When the disciples were gathered at the Last Supper they were wondering who would wash their feet, for they were having trouble deciding which of them was the greatest... only people who washed feet were the least. Then Jesus took a towel and a basin and began, foot by foot, to redefine greatness. This act of hands dipping into water and washing feet is an act of service not status; bringing the many small deaths of self necessary to serve our Lord and one another.  With a towel he showed us how to love, how to be least in the kingdom, how to see God deep inside the other.

Okay. Tore up my parenting card again this morning right before my daughter’s eyes while she was eating toast.  The puppy pooped in my closet.  Again.  I stuck my hand in it trying to clean it up. Mumbling anger at being a servant even to the dog. Being torn away from reading Bonhoeffer’s letters from prison during the WW2 German incarceration, my sinful undertow surfaced, sprouting and spewing anger toward my husband who was blaming me for the dog pooping. Just moments earlier I was focused on a tragedy of Hitler’s satanic regime and the horrific suffering inflicted on the innocent. I am inside truths gained from the cost of life in deaths unimaginable. I am in the presence of martyrs and saints.

Then, dog poop trivia sets me to stomp anger.  I get up and fall down, get up and fall down as if on a perpetual floor of dish soap.  There is no excuse for this outburst of selfish, petty-ugly; this unguarded moment of what brews within come out.

Reyna hauled her saxophone into the car and rode to school with it up to her ears, not saying much in a very disappointed silence.  “Now I see why you don’t like it when me and Maya fight. You will be nice to Roo when you go home?” Harsh words but I deserved them.  I, the parent gone mad, deserved the child’s piercing to the heart of my ugliness.  I had to apologize with every fiber of my being to her before she got out of the car to face her day.  I told her I loved her and I would be nice to Roo.  Oh, what example of charity I model while going berserk.

Dear God I need you to break open this ground of clay and fill me with the hummus of your ground, seed me with your will, for my will is weak and unpredictable and hurtful.  How am I to ever be close to you?  How am I to ever live radically for you when I fail at the smallest of tests? How can you tolerate me in your presence at all?  This love of yours is incomprehensible. How can you look at humanity? Aren’t we all just a few varying steps away from becoming Hitlers and henchmen? This vast fallen wasteland of our humanity stretching throughout history and before you and still you sent your Son to be crucified and risen for us.
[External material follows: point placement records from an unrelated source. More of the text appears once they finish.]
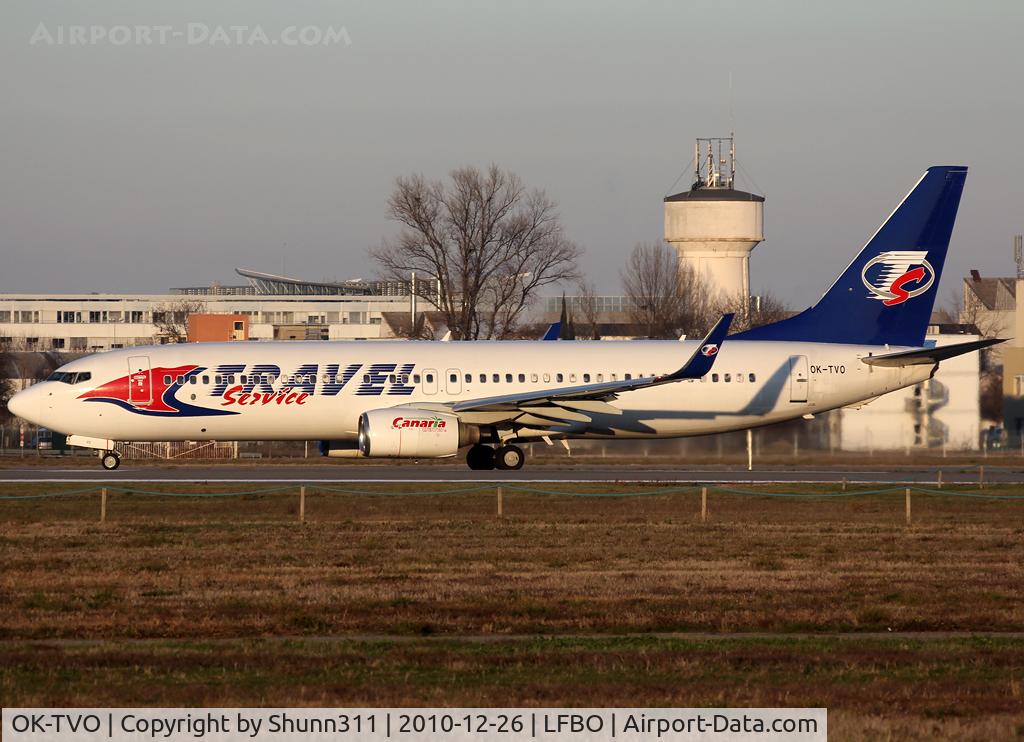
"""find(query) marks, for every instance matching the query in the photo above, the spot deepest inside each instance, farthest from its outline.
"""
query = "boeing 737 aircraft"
(865, 337)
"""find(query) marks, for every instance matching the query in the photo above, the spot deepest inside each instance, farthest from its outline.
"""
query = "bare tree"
(171, 320)
(667, 298)
(491, 244)
(753, 311)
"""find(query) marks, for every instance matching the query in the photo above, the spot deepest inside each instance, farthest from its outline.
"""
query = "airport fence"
(300, 491)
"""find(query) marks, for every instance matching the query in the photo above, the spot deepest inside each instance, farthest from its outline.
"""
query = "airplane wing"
(565, 405)
(927, 356)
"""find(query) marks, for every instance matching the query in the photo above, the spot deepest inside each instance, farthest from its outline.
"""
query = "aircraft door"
(139, 380)
(453, 380)
(430, 381)
(799, 379)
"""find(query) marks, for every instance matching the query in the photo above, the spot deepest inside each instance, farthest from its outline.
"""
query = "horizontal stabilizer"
(928, 356)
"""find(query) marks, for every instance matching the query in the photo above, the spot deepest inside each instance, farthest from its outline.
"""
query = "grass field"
(566, 600)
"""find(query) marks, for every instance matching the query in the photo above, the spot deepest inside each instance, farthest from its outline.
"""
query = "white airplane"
(865, 337)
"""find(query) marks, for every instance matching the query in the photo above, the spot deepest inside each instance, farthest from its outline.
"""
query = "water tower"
(713, 226)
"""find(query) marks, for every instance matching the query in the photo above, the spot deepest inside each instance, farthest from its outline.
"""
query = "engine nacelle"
(413, 434)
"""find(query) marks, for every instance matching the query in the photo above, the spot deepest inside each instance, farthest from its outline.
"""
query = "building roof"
(994, 294)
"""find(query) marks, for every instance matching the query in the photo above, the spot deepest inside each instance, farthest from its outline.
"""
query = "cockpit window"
(70, 377)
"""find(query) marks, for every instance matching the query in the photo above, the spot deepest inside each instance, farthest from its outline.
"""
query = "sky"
(135, 167)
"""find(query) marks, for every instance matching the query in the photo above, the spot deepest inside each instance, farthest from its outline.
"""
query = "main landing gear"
(483, 457)
(111, 461)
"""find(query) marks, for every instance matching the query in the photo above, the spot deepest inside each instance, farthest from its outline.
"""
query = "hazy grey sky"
(131, 167)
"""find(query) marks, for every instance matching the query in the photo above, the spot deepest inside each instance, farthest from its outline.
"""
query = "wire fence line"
(311, 487)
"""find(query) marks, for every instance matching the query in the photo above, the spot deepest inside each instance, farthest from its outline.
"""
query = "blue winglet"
(553, 331)
(704, 357)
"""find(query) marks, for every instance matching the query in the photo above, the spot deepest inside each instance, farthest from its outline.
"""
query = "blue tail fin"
(886, 295)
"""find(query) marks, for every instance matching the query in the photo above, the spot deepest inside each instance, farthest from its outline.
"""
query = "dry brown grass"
(181, 571)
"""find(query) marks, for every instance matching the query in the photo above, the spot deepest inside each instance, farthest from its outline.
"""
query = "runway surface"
(412, 473)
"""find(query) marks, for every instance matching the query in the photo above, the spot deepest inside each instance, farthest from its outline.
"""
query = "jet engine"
(407, 433)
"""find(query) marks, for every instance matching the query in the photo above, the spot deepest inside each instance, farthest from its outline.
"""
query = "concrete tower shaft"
(713, 226)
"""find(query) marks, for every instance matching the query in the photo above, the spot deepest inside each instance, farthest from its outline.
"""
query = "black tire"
(509, 457)
(480, 457)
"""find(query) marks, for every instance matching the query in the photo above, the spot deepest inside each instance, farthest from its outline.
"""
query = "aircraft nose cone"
(25, 404)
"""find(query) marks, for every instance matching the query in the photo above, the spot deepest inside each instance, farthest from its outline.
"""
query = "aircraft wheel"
(480, 457)
(509, 456)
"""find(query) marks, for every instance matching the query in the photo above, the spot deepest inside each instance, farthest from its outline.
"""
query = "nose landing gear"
(111, 461)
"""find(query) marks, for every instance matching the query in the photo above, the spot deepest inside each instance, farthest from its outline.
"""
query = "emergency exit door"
(139, 380)
(799, 379)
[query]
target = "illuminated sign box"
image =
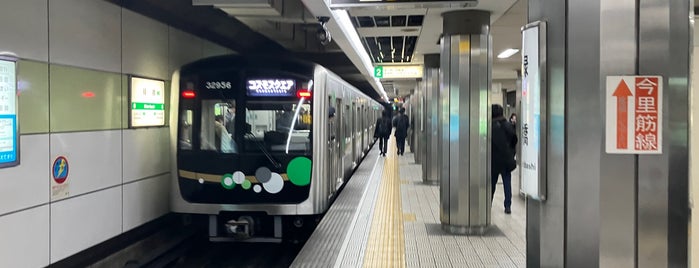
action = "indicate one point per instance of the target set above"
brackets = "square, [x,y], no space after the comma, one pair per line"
[398,71]
[9,131]
[147,102]
[271,87]
[338,4]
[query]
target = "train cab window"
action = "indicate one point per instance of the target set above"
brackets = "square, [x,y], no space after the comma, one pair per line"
[218,126]
[185,126]
[278,126]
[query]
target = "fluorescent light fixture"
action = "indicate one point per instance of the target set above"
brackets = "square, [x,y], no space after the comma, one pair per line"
[343,20]
[507,53]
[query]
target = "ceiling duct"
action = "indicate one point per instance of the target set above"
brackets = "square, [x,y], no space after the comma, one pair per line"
[287,22]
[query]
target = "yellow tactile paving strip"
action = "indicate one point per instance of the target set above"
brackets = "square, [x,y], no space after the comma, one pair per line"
[386,244]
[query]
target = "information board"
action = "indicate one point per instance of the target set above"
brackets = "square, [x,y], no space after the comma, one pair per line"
[533,141]
[9,131]
[634,118]
[147,102]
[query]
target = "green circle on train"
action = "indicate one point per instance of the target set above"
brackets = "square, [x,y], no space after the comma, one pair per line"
[227,181]
[246,184]
[299,171]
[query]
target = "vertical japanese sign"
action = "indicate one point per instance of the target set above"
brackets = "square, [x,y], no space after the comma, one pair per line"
[147,102]
[9,132]
[634,114]
[533,151]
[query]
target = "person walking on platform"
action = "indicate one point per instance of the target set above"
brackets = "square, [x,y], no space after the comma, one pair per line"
[401,122]
[502,158]
[382,131]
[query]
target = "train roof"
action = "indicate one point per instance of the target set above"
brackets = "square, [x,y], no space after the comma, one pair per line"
[235,61]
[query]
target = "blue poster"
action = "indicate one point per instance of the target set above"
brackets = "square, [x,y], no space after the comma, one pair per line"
[9,134]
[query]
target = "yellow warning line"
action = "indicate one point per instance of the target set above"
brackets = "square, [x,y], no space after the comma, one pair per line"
[386,244]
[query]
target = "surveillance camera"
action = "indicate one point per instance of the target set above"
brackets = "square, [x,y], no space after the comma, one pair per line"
[323,33]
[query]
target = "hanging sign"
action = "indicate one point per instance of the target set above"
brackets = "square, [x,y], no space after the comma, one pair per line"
[9,131]
[634,114]
[147,102]
[533,142]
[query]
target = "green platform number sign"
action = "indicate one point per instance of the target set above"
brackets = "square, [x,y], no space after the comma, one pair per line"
[378,71]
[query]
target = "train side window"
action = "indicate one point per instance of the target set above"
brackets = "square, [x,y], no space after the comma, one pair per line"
[185,126]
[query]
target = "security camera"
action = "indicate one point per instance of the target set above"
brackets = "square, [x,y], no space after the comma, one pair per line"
[323,33]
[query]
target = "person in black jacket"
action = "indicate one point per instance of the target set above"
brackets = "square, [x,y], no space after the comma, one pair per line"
[383,130]
[401,122]
[502,161]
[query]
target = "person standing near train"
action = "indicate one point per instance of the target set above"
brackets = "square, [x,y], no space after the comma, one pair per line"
[382,131]
[401,122]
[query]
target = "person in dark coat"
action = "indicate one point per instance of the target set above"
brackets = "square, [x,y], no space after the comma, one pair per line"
[502,161]
[401,122]
[382,131]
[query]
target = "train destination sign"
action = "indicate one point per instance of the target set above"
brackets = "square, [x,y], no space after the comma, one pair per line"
[9,132]
[147,102]
[271,87]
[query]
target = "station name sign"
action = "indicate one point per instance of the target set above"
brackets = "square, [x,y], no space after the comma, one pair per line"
[271,87]
[398,71]
[9,132]
[147,102]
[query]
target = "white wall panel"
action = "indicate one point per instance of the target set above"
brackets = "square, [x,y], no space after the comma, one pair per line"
[144,46]
[146,200]
[146,152]
[85,33]
[184,48]
[24,28]
[27,185]
[212,49]
[81,222]
[24,238]
[94,159]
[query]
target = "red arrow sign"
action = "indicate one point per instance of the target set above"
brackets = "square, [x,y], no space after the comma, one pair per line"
[622,93]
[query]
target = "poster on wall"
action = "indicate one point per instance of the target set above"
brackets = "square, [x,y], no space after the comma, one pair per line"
[532,127]
[9,130]
[147,102]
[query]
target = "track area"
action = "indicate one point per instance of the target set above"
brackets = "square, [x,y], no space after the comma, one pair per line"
[218,254]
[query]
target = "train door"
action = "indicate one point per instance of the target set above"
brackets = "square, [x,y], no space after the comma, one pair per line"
[347,136]
[333,149]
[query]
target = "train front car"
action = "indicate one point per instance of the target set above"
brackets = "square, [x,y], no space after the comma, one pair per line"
[244,146]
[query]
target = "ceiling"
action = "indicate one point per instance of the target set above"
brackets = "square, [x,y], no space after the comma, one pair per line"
[289,27]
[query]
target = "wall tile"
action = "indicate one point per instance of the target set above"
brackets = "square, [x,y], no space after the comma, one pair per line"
[85,33]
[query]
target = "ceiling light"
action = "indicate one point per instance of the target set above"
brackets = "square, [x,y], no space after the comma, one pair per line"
[507,53]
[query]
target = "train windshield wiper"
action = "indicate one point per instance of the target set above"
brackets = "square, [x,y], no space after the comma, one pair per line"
[259,144]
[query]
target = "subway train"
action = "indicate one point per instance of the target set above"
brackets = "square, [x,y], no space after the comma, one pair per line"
[262,145]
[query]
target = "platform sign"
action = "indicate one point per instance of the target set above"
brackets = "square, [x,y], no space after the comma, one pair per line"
[634,114]
[533,141]
[9,130]
[147,103]
[398,71]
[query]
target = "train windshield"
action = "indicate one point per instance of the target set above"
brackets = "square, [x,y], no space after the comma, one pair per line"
[261,126]
[278,126]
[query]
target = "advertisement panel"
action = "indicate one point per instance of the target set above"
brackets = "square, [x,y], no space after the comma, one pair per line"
[147,102]
[9,130]
[533,129]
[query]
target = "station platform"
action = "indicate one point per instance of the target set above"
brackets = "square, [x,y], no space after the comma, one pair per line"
[387,217]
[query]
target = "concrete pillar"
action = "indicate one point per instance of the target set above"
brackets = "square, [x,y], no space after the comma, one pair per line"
[431,119]
[463,132]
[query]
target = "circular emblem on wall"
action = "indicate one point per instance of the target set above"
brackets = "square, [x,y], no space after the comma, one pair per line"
[60,169]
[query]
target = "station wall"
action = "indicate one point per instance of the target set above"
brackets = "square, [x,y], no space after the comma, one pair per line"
[118,177]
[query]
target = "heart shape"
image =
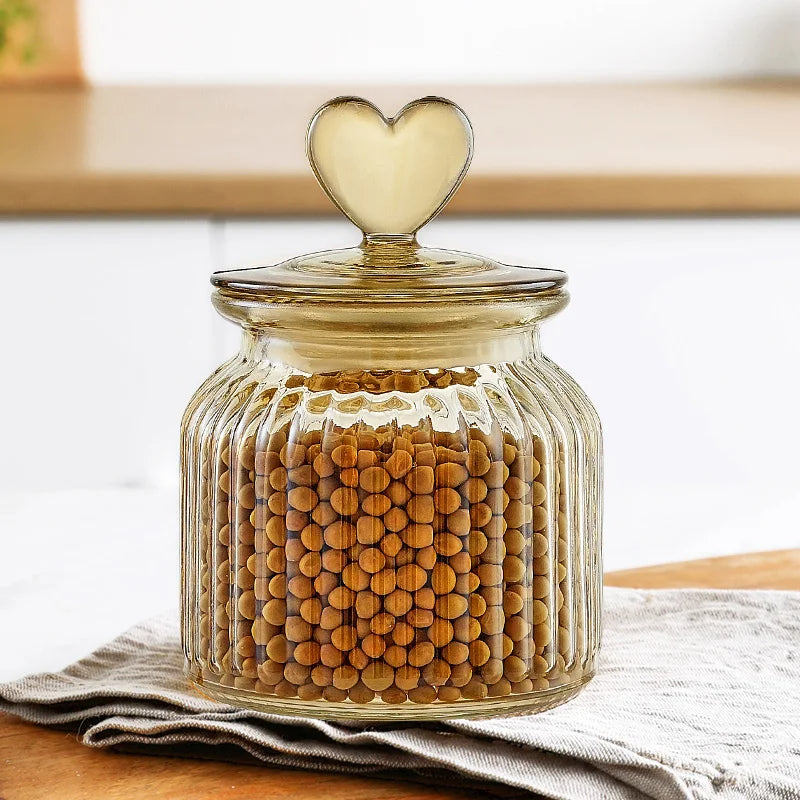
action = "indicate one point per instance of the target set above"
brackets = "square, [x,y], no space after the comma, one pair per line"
[389,176]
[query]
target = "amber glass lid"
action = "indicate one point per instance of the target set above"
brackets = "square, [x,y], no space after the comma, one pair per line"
[389,176]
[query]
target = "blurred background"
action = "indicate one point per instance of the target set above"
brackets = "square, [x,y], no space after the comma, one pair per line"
[650,150]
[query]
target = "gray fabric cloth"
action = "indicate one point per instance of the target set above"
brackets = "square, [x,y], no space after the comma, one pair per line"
[697,696]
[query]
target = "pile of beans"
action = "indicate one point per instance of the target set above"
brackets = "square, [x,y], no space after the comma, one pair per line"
[393,563]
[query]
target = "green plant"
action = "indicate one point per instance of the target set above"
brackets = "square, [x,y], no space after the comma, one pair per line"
[19,33]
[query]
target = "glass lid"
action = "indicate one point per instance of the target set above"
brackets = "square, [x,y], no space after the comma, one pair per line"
[389,176]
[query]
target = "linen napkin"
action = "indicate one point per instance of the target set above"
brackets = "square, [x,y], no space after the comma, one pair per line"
[697,696]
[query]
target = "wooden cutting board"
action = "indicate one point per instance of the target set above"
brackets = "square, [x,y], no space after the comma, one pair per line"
[37,763]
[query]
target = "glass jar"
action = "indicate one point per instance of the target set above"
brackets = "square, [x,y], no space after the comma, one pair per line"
[391,499]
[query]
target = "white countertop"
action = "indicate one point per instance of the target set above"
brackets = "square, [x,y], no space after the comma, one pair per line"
[82,566]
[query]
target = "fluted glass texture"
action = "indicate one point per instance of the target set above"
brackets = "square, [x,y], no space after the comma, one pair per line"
[391,544]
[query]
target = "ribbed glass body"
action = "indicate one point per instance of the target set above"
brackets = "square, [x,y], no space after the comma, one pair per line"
[392,543]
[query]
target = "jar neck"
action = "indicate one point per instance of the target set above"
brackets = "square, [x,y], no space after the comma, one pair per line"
[348,351]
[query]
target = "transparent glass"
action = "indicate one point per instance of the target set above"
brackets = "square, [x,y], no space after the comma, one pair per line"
[417,542]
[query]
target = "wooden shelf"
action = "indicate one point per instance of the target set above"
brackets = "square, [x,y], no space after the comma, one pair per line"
[572,149]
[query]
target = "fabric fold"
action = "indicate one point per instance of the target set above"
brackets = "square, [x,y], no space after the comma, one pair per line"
[697,696]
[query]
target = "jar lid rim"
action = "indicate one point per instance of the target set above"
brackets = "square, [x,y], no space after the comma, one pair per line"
[387,272]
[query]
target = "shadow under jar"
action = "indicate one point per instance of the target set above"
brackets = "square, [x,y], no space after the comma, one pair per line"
[391,498]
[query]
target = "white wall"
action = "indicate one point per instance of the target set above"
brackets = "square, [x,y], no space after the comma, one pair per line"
[251,41]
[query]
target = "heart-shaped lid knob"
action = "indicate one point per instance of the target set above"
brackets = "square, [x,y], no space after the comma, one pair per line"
[389,176]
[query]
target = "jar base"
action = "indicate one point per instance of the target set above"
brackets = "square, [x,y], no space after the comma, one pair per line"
[376,711]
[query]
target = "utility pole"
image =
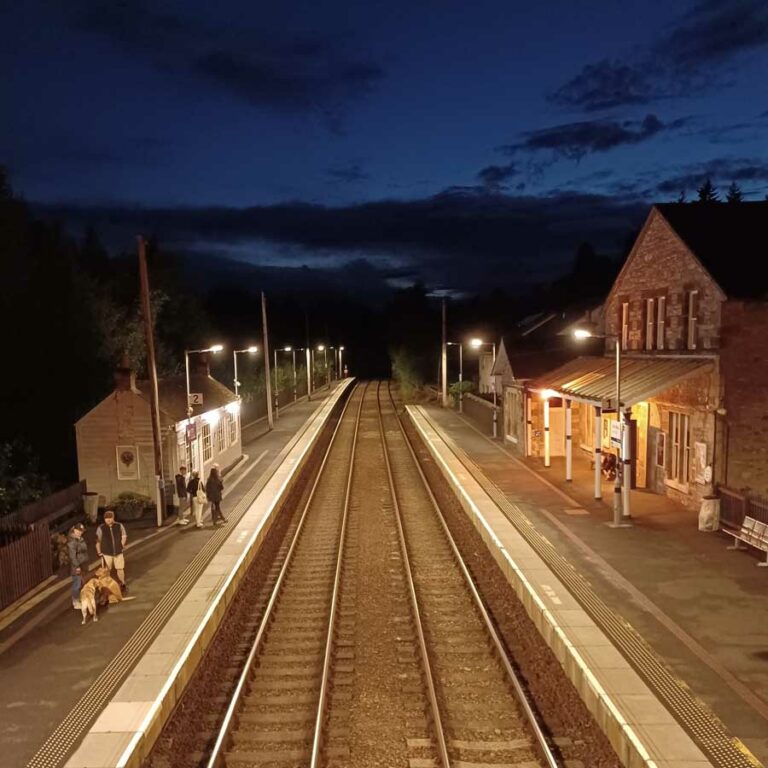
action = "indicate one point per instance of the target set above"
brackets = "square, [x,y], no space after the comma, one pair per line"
[146,310]
[444,358]
[270,420]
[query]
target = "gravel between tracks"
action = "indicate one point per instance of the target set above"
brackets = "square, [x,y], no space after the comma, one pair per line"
[562,710]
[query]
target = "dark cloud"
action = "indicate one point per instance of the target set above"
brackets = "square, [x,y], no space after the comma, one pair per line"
[722,171]
[260,67]
[494,176]
[686,60]
[349,174]
[574,140]
[509,241]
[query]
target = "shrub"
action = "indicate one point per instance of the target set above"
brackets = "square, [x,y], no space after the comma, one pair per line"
[130,505]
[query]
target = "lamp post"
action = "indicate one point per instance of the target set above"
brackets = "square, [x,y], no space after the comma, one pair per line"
[251,350]
[461,371]
[476,344]
[187,352]
[621,517]
[322,348]
[277,403]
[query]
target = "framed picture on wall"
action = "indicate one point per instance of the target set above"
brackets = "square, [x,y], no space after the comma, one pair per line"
[127,462]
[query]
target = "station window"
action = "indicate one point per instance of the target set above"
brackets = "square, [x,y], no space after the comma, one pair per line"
[207,450]
[680,450]
[221,436]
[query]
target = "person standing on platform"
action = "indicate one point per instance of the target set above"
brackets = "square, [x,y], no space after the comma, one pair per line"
[197,497]
[214,490]
[111,539]
[185,508]
[78,558]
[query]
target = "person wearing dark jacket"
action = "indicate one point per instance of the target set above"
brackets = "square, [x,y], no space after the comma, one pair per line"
[198,504]
[213,489]
[181,491]
[78,559]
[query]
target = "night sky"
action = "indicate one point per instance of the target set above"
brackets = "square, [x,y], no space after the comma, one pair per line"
[465,144]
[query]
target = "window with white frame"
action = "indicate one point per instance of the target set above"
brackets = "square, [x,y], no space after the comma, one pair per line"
[680,447]
[221,436]
[624,324]
[693,309]
[650,323]
[661,321]
[207,448]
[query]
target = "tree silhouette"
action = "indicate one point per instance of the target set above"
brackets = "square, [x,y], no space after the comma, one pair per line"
[708,192]
[734,193]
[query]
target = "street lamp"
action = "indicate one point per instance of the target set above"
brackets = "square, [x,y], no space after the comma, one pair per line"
[461,371]
[476,344]
[620,520]
[280,349]
[252,350]
[322,348]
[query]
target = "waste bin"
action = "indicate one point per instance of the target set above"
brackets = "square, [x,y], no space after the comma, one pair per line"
[709,514]
[91,506]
You, in your great mercy and grace bending low to come alongside our falling, coaxing the bulbs of you to unfurl in the darkness of us. One sign of color, one bright crocus hinting your love, pushing up through the crusts of our hearts.

Oh, Lord God have mercy on us, on me in my fallen ways trying to go against the stream of sin in the deep veins of my soul. I can do nothing without you doing it through me.  I beg you help me lay down this host of self.  I beg for the divine synapse of you to illuminate me and bring me to life; to teach me to be a servant of servants; to reach for the towels and basins in the moments of my life; to see You in the eyes of those who need serving, who need loving.